La Argentina ya estaba en una situación muy delicada y la pandemia profundizó de manera significativa los problemas. El país no logra crecer de manera sostenida hace más de una década, y el 2020 será el tercer año de recesión consecutivo, con una caída del PBI cercana al 9% interanual. Así, el PBI a fin de año será similar al del año 2008. Todo esto en medio del proceso de renegociación de su deuda. En este escenario surgen algunas preguntas: ¿cómo transitar la crisis de la mejor manera posible? ¿Qué actores serán los motores de la recuperación? ¿Cómo afecta la pandemia a la estrategia de desarrollo en el mediano y largo plazo?

EL CORTO PLAZO. ENTRE LAS URGENCIAS Y LA RECUPERACIÓN.

En lo inmediato la urgencia es sostener un piso de ingresos para las familias y empresas. La crisis afecta tanto a la oferta como a la demanda.  En este contexto pueden quebrar muchas empresas, no por falta de eficiencia, que es el motivo normal por el cual quiebran las empresas en el capitalismo, sino porque están imposibilitadas de producir o su demanda cayó de manera abismal. Hay que evitar una quiebra masiva de empresas que implicaría la perdida de acervos (de capital, conocimiento, etc.) que lleva años construir y/o la compra de ese capital por parte de empresas extranjeras. Al mismo tiempo hay que sostener un piso de ingresos para los trabajadores. El empleo informal en la Argentina está cerca del 40%, lo que significa una dificultad para el Estado para llegar a esos sectores, pero a la vez refuerza la necesidad de asistirlos. En muchos casos son personas que dependen de changas y el ingreso diario para subsistir y la pandemia destruyó su ingreso. Asistirlos económicamente es una necesidad, porque de otra manera no tienen forma de subsistir.

Ahora bien, a medida que la situación económica vaya retornando a la normalidad aparece la pregunta de qué componente de la demanda agregada puede traccionar la reactivación económica. Las opciones son limitadas: el consumo privado, el consumo (o gasto) público, la inversión o las exportaciones.

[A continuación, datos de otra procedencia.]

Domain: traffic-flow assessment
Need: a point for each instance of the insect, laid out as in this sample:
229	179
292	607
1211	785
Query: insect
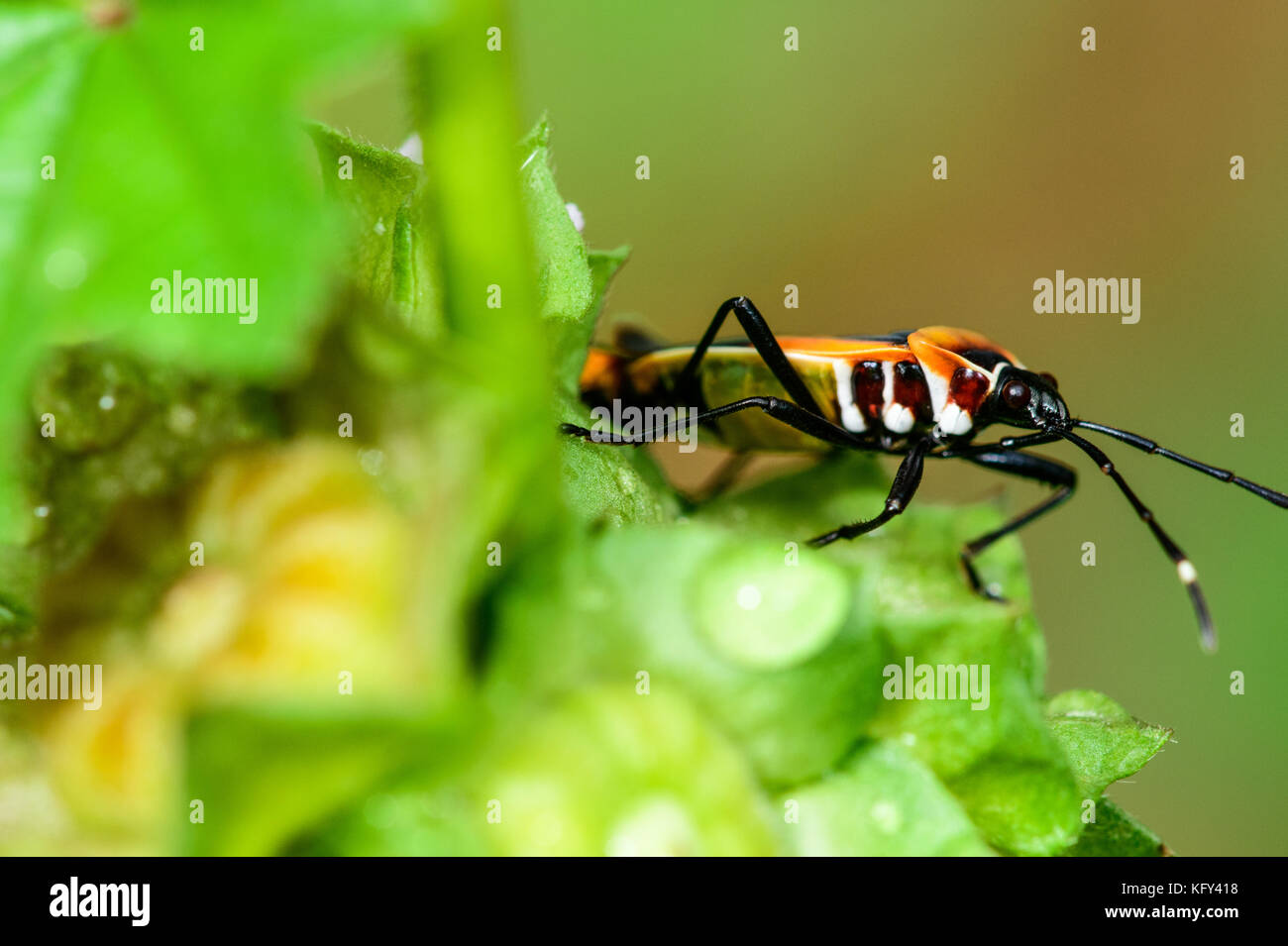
922	394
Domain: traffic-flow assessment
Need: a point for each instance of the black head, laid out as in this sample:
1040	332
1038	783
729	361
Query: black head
1026	399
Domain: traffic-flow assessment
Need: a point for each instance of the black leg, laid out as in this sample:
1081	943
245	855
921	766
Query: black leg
780	409
771	352
905	486
1030	468
1006	443
1184	569
1144	443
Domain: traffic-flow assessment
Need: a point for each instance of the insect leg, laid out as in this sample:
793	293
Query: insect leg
1144	443
780	409
724	476
767	345
1006	443
1030	468
905	486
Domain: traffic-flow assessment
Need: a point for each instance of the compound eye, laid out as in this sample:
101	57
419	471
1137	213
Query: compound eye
1016	395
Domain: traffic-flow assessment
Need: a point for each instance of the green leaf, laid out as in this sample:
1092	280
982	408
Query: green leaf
266	774
563	271
608	771
1103	742
791	674
881	803
1115	833
391	245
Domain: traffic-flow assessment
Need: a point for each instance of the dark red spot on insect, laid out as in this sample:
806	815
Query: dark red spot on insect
870	389
967	389
1016	395
911	390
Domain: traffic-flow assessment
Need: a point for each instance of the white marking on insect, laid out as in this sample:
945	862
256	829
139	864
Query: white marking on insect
898	418
954	421
851	418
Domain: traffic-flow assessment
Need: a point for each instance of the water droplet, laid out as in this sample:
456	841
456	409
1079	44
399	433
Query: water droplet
64	269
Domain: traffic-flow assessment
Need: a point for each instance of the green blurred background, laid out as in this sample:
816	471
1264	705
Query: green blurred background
812	167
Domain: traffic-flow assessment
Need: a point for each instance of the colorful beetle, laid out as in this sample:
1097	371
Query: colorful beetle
914	394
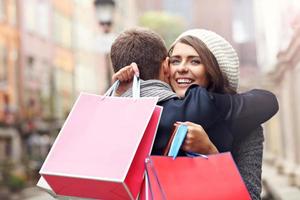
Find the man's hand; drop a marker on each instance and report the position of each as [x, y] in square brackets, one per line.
[197, 140]
[125, 76]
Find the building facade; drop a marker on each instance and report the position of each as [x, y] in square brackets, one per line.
[9, 60]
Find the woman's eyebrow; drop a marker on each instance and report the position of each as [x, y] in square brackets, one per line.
[189, 56]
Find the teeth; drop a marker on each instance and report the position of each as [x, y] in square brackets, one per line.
[181, 80]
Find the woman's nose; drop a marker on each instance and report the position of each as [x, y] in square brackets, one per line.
[183, 68]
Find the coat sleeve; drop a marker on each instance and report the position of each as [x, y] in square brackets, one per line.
[242, 112]
[246, 111]
[248, 154]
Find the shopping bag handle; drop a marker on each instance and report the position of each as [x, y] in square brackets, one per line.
[135, 88]
[149, 163]
[178, 139]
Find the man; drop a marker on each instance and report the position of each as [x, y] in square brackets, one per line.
[210, 110]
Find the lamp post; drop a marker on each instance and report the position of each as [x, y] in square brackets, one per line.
[104, 13]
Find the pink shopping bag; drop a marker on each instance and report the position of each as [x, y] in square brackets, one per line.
[101, 149]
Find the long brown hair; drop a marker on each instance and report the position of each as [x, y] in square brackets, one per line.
[217, 81]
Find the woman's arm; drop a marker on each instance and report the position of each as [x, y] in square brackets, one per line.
[247, 154]
[243, 112]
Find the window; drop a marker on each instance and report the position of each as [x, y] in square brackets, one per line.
[30, 15]
[2, 10]
[3, 64]
[62, 29]
[12, 12]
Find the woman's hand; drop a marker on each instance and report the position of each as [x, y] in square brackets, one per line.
[197, 140]
[126, 73]
[125, 76]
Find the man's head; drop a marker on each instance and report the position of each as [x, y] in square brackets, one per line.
[142, 46]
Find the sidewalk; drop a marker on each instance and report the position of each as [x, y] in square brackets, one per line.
[277, 185]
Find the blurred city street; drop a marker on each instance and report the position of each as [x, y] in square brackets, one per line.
[52, 50]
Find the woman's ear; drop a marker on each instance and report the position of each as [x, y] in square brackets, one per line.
[166, 67]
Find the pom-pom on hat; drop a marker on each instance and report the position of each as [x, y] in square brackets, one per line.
[224, 53]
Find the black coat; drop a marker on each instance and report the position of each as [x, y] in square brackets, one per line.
[224, 117]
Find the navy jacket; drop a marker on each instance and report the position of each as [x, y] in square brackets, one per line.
[224, 117]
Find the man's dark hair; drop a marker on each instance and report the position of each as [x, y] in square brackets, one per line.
[142, 46]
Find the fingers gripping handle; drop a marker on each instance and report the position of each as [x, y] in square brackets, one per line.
[135, 88]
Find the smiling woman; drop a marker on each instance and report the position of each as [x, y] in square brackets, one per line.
[191, 62]
[186, 69]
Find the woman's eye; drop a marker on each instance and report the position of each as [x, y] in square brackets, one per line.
[196, 62]
[174, 61]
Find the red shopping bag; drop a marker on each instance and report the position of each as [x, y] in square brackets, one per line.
[101, 148]
[215, 177]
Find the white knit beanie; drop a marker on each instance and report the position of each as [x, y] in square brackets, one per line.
[224, 53]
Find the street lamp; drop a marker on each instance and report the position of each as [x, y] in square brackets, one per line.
[104, 13]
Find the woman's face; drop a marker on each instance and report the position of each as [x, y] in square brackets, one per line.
[186, 69]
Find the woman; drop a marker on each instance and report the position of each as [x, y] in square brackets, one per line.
[207, 59]
[197, 57]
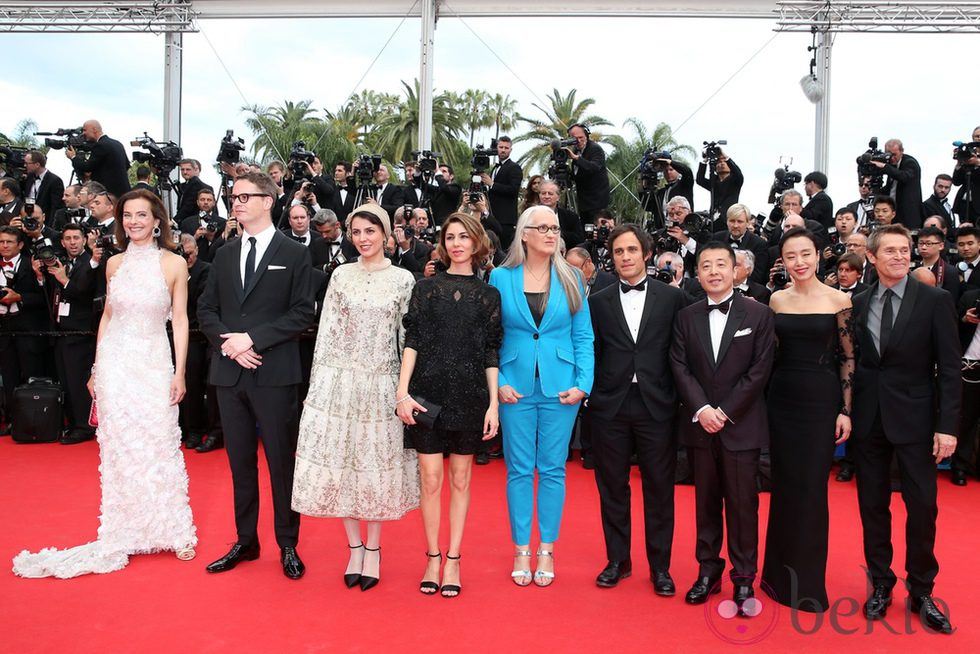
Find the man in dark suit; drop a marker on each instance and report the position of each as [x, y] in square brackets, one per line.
[721, 356]
[589, 172]
[258, 300]
[504, 182]
[820, 207]
[41, 185]
[71, 287]
[938, 203]
[632, 408]
[904, 183]
[107, 161]
[906, 406]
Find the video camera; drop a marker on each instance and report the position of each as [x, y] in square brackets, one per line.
[229, 148]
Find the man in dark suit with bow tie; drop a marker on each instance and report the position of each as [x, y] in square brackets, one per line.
[504, 182]
[259, 298]
[906, 407]
[632, 407]
[721, 356]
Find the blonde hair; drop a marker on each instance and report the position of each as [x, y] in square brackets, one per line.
[569, 277]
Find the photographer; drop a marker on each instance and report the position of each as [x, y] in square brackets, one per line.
[967, 203]
[904, 183]
[727, 185]
[23, 309]
[504, 184]
[106, 161]
[411, 253]
[41, 185]
[190, 170]
[71, 285]
[820, 207]
[590, 175]
[572, 231]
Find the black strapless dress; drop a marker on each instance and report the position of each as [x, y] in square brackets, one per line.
[810, 386]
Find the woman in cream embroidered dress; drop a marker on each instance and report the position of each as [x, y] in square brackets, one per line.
[145, 507]
[350, 459]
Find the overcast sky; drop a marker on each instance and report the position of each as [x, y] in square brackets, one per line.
[905, 86]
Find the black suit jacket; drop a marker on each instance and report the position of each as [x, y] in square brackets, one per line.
[505, 191]
[274, 311]
[820, 208]
[49, 193]
[736, 383]
[908, 194]
[618, 357]
[902, 383]
[108, 164]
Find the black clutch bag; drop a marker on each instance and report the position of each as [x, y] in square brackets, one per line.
[426, 419]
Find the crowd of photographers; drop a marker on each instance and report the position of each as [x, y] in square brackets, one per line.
[55, 239]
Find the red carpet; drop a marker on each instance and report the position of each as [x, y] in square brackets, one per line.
[49, 495]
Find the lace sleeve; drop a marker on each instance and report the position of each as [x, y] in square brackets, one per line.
[845, 356]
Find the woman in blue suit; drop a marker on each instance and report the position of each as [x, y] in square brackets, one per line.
[546, 364]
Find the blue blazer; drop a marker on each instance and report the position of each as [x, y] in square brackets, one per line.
[561, 348]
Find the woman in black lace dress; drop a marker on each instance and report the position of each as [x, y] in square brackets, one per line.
[809, 408]
[452, 338]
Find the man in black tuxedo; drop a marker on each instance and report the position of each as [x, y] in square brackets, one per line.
[904, 183]
[906, 406]
[589, 172]
[41, 185]
[258, 300]
[632, 407]
[504, 182]
[721, 356]
[820, 207]
[107, 161]
[71, 286]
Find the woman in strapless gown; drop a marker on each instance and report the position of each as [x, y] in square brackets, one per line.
[809, 406]
[145, 507]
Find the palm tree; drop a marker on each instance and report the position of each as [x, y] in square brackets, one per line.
[563, 113]
[624, 162]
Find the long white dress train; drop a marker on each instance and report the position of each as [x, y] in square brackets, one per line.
[145, 507]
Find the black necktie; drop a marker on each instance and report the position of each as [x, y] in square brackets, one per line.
[626, 288]
[250, 263]
[886, 321]
[722, 306]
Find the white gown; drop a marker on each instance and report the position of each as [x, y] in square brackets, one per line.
[145, 507]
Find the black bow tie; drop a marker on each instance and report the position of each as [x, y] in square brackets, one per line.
[626, 288]
[722, 306]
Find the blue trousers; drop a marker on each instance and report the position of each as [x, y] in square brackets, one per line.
[537, 431]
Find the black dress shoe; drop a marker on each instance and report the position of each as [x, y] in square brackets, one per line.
[235, 555]
[613, 572]
[742, 593]
[877, 605]
[663, 584]
[292, 566]
[701, 589]
[209, 443]
[930, 614]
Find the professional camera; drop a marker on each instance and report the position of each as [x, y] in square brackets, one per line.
[481, 157]
[228, 151]
[966, 151]
[68, 137]
[712, 152]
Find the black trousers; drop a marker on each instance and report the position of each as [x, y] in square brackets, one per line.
[74, 356]
[246, 409]
[725, 480]
[613, 443]
[917, 466]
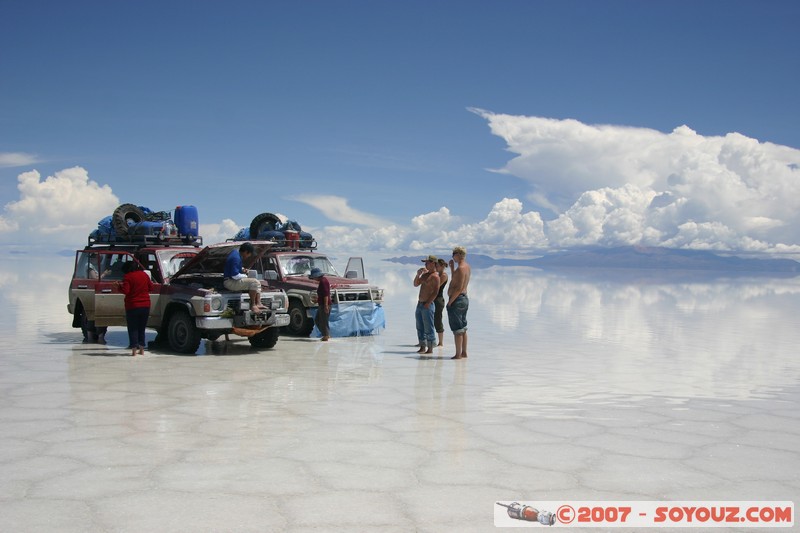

Todos están comprometidos y presentan limites para crecer en el futuro, pero en algunos hay mayor margen que en otros. 

La economía del futuro más cercano seguramente sea una economía de bajo consumo.

El consumo privado está directamente ligado con la disponibilidad de ingresos de las familias, los cuales ya venían golpeados luego de los cuatro años de gobierno de Cambiemos en los que aumentó el desempleo y el salario real cayó casi un 20%. La pandemia profundizó esta tendencia y generó caídas estrepitosas en el consumo: las ventas minoristas acumulan una caída del 32,5% en el primer semestre del año. Los impactos de la crisis en el consumo perdurarán en el tiempo. En primer lugar, porque la recomposición de ingresos no será inmediata y en segundo término porque han cambiado los hábitos de consumo de las personas que se acostumbraron a consumir menos. La economía del futuro más cercano seguramente sea una economía de bajo consumo. 

...en el corto plazo el desafío parece ser poner en funcionamiento la capacidad instalada existente, más que ampliarla.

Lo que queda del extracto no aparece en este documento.